Je n'ai pas une solution claire à toutes ces difficultés bien que j'ai déjà passé pas mal de temps pour y réfléchir. J'admets cela sans hésitation. Je trouve personnellement que la première possibilité semble être la plus logique. Je crois donc que celle ou celui qui parle en langues va donner aussi l'interprétation de ce qu'il a dit. J'ai l'impression aussi que Paul s'attend à ce que la personne sache déjà qu'il va pouvoir donner une interprétation avant même de parler en langues. La chose pour moi qui rend cette position plus persuasive c'est le fait qu'il est possible dans la grammaire de la langue grecque que "quelqu'un" au verset 27 puisse faire référence à ceux qui sont mentionnés avant - c'est à dire ceux qui ont parlé en langues. Avec l'évidence des versets 5 et 13 il me semble que Paul préfère que l'interprétation vienne de celle ou celui qui a parlé en langues. Cependant, Je n'y insiste pas trop et je suis bien conscient que Dieu puisse donner l'interprétation à quelqu'un d'autre. Et cela ne doit pas nous troubler trop si nous demeurons fermes sur les autres points, les autres règles.

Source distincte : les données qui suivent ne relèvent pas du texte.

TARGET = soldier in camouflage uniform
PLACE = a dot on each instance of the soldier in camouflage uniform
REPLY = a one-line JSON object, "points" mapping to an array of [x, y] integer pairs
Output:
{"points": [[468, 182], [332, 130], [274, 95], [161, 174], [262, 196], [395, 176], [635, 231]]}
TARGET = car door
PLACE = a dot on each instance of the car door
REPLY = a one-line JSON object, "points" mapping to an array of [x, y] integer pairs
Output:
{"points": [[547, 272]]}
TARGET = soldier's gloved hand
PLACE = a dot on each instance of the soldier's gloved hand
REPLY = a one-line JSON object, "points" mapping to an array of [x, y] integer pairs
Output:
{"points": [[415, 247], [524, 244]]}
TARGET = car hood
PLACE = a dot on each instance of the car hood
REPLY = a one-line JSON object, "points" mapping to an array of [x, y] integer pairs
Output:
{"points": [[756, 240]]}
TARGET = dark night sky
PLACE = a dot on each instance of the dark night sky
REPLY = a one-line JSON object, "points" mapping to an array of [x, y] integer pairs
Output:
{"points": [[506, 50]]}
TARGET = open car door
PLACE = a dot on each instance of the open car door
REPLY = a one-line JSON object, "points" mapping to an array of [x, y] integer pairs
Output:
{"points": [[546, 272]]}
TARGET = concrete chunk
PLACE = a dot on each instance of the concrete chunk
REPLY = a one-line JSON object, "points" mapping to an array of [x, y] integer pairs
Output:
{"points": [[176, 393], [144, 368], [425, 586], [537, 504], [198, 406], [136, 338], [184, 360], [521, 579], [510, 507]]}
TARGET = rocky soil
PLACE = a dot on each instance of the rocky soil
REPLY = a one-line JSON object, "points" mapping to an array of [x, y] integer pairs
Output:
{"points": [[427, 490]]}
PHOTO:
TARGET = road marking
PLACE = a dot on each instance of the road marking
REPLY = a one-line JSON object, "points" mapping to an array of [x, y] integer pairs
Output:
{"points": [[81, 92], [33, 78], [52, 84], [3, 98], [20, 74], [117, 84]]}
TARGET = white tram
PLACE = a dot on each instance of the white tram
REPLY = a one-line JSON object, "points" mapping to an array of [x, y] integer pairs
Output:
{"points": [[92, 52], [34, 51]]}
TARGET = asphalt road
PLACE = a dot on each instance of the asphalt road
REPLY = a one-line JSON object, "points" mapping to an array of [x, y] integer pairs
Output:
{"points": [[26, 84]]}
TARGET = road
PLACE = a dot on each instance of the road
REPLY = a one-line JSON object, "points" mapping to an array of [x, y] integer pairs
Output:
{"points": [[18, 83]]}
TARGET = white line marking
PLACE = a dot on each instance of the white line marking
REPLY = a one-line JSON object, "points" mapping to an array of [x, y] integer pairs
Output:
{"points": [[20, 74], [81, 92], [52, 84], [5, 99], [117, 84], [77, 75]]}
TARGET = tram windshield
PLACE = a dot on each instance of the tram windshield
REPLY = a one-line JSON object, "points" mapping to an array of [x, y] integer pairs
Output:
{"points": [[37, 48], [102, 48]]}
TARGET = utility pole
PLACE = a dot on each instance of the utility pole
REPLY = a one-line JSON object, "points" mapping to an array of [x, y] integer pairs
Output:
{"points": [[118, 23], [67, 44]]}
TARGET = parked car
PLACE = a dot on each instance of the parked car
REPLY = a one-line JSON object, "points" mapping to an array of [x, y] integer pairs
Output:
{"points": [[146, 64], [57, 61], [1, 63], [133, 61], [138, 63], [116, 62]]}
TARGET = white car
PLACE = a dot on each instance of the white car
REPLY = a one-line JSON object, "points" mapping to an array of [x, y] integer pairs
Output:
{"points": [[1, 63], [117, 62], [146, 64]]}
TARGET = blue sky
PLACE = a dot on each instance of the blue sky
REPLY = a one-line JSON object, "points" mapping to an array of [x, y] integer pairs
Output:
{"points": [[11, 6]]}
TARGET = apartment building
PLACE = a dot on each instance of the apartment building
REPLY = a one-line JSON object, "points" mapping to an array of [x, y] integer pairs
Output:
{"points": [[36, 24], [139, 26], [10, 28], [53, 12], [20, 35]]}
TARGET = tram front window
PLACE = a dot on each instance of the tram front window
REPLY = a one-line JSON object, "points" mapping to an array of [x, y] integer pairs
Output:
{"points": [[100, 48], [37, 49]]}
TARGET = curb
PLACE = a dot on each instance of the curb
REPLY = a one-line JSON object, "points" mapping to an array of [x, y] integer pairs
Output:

Avant de passer à quelques conclusions, il y a une chose de plus que je veux dire à propos des interprétations. Une interprétation doit, il me semble, accorder avec la nature et le but du don de parler en langues. Et vous me dites "Hein?" Un court exemple nous aidera peut-être. Si je dis a un belge francophone, en anglais "I love you" je m'attends à ce que mon traducteur dise "Je t'aime" Après tout, c'est ce que je veux faire passer. Si l'interprète dit "Oui et moi je t'aime aussi" il n'a pas fait son bulot. Il a donné une réponse au lieu de donner une interprétation. Il en est ainsi avec le don de parler en diverses langues et le don de l'interprétation des langues. Puisque parler en langues c'est parler à Dieu, c'est-à-dire prier, l'interprétation doit être l'interprétation d'une prière. Puisque une prière est dirigée vers Dieu l'interprétation ne peut pas être un message qui vient de Dieu. L'interprétation n'est pas une réponse à la parole donnée en langues. Ceci est très important parce que souvent dans les églises où il y a des interprétations des paroles en langues, l'interprétation est présentée comme un communiqué de Dieu. Quelque chose ne va pas. Ne tombons pas dans la même erreur.

Conclusions

Il faut terminer alors. Ce matin nous avons parcouru pas mal de terrain. Tout n'a pas été simple. Il y a toujours des choses sur lesquelles réfléchir. Il est même possible que vous ayez plus de questions maintenant que vous n'aviez au début. Excusez-moi. Comme j'ai dit il y a quelques semaines il est mon intention par ces prédications de lancer la discussion chez nous.

Il ne faut pas avoir peur de ce don, il ne faut pas non plus lui donner trop d'importance. Le don de parler en langues n'est pas à mépriser mais il n'est pas non plus quelque chose qui va nous rendre plus spirituel ou nous transporter directement dans la présence de Dieu. Il n'est qu'un don parmi tous les autres. L'Esprit Saint de Dieu n'est pas un être monotone et ses dons ne le sont pas non plus. Il y a une diversité de dons et nous pouvons nous attendre à ce qu'une diversité de dons soit manifestée dans cette église. Parmi eux, peut-être, le don de parler en diverses langues. Mais ce n'est pas un don à chercher plus qu'un autre. En fait, comme Paul l'a dit "Je désire que vous parliez tous en langues, mais encore plus que vous prophétisiez". Et c'est vers le sujet de la prophétie que nous allons nous tourner la prochaine fois.